"A coalition of Cambodian unions are joining together to demand that the brands immediately ensure a minimum wage of $177 is paid in their Cambodian suppliers and negotiate directly with Cambodian unions a binding agreement to achieve living wages, decent purchasing practices, stable employment, and union rights for the long-term. They have also urged the government to refrain from passing the law until genuine consultation has taken place with independent unions."
On International Human Rights Day, labour network Clean Clothes Campaign (CCC) joined more than 25 countries in a global call on major brands such as H&M, GAP, Levi's and Inditex to make sure Cambodian workers receive $177 as a first step towards a living wage. In addition, the organization has pledged its support to the Cambodian union coalition to make sure a controversial Trade Union Law will not be passed before genuine and inclusive consultation with civil society and trade unions is guaranteed by the government of Cambodia.
IndustriALL, one of the largest federations of trade unions around the world, recently said that it was disappointed with the group of major international brands that appear to have largely ignored a pledge made last year to help Cambodian factories pay their workers a higher minimum wage.
Fight for Cambodian workers’ rights intensifies
In September 2014, IndustriALL appreciated the announcement made by eight brands to raise the prices they paid to Cambodian factories for their garment orders so that the factories could in turn pay higher wages to its workers. The Garment Manufacturers Association in Cambodia (GMAC) also welcomed the move. Even the government raised the garment sector’s monthly minimum wage twice since then, first from $100 to $128 and then to $140.
According to Clean Clothes Campaign, the Labour Advisory Council (LAC), voted to approve a new minimum wage of $140, to be implemented in January 2016 for Cambodia’s 700,000 garment workers, despite objections from a number of unions. This insufficient $12 wage increase is a slap in the face of workers who have been organising for over a year to demand a fair minimum wage of $177, it said.
Amid all these developments, the eight brands appear not to have raised their prices, said IndustriALL. Among the brands that joined the pledge were Swedish clothing giant H&M, which places more orders in Cambodia than any other buyer. It was joined by C&A, Inditex, New Look, Next, the N Brown Group, Primark and Tchibo.
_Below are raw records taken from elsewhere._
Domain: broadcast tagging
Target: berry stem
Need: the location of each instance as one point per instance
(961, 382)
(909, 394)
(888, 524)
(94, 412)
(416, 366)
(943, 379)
In September, GMAC said 99.4 per cent of the member factories it surveyed said that they were receiving the same prices from their buyers as the year before, sometimes even less. It said a third of the factories that responded claimed to be getting up to 10 per cent less. Now Clean Clothes Campaign has decided to organise demonstrations in front H&M, Adidas and other stores in the US, Europe and Asia. In Cambodia, thousands of workers from a coalition of eight unions will rally the streets in three provinces, wearing stickers saying: ‘We need a living wage!’
Workers fainting over fashion
Cambodia recently saw another wave of mass fainting in garment factories. In August 2015, nearly 400 workers fainted in four factories across Cambodia. On July 2, 2015 alone, 38 workers lost consciousness in a factory in Phnom Penh. In 2014, the Ministry of Labor recorded that more than 1,800 workers collapsed in 24 factories. Mass fainting has been linked to malnutrition, high targets and long working hours, as a consequence of low wages and the need for workers to survive.
A coalition of Cambodian unions are joining together to demand that the brands immediately ensure a minimum wage of $177 is paid in their Cambodian suppliers and negotiate directly with Cambodian unions a binding agreement to achieve living wages, decent purchasing practices, stable employment, and union rights for the long-term. They have also urged the government to refrain from passing the law until genuine consultation has taken place with independent unions.
Athit Kong, Vice President of C.CAWDU, an independent union in Cambodia, says “After years of campaigning, it is clear that the only way Cambodian workers will get a decent wage they can live on, is collective bargaining between brands, as the principle employers, and the garment unions. A minimum wage of $140, as its set now, is like throwing bread crumbs at your impoverished workers. To simply survive, we need $177 as a very first basic step.”
Clean Clothes Campaign has now urged brands to make sure $177 is paid immediately to the workers and genuine consultation takes places between the coalition of independent unions and the government regarding the Trade Union Law.